So from the short list (and remember the list is infinite, we just selected a few) we have two possible representations of 1 mod Totient.
(We didn’t even see any values with more than two prime factors but don’t worry, with bigger numbers you will find them.)

Here is another place where we get to choose. Once again, close your eyes and point or pull them out of a hat.

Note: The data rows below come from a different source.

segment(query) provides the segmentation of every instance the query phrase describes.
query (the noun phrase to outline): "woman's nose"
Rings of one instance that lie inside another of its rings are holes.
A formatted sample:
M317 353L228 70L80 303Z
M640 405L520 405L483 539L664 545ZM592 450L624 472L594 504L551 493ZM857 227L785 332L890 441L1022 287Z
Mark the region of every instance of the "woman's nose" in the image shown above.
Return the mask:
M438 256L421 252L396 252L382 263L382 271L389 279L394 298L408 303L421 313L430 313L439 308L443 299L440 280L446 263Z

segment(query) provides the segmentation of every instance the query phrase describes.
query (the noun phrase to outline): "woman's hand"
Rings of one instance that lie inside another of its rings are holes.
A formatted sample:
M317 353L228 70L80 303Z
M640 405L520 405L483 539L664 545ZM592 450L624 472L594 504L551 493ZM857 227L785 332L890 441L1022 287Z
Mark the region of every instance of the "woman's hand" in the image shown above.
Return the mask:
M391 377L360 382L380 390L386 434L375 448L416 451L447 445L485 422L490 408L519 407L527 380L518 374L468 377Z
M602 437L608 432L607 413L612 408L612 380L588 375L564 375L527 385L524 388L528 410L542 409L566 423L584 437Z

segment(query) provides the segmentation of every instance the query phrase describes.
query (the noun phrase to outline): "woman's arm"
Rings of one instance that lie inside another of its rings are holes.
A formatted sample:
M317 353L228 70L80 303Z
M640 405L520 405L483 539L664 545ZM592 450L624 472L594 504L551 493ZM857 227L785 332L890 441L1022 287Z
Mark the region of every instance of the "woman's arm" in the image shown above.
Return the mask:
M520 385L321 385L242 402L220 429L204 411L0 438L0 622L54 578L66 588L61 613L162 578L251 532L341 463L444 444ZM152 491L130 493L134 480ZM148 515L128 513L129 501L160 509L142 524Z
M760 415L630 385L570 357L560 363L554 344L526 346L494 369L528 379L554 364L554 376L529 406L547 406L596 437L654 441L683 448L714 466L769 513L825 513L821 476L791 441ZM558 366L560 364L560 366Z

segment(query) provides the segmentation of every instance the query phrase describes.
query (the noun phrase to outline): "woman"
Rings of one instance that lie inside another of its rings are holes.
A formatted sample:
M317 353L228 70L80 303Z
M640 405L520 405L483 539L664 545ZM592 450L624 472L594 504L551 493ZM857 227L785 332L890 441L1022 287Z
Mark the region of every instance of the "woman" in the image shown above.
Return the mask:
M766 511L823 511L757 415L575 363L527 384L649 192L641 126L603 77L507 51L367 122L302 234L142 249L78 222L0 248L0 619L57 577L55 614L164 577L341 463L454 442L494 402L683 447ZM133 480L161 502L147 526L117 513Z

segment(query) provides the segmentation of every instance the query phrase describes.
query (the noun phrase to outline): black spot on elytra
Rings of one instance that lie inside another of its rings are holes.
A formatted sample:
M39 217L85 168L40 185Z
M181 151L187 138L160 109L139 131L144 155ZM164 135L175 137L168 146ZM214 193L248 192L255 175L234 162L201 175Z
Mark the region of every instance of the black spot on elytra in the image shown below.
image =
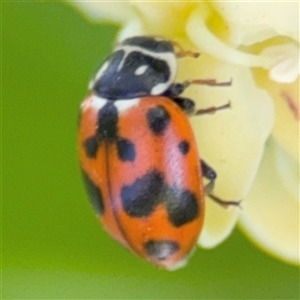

It doesn’t matter just choose.

Again, there is a recommendation:

  1. For EncryptPrime choose a prime larger than (p – 1) or (q – 1).

For this example, I have chosen 37 × 73 even though they don’t meet the above recommendation, however, I can make either EncryptPrime or DecryptPrime, they are interchangable.

So I will make the bigger value EncryptPrime.

EncryptPrime = 73

DecryptPrime = 37

Step 6 – Encrypt

We now have everything we need to Encrypt and Decrypt.

CipherText = PlainTextEncryptPrime mod ProductOfPrime1Prime2

Lets say we have an ascii character ‘A’ or 65. We already know what all the variables except for the CipherText are.

PlainText = 65

EncryptPrime = 73

ProductOfPrime1Prime2 = 589

So lets put these values into our equation. This can be done with a simple calculator.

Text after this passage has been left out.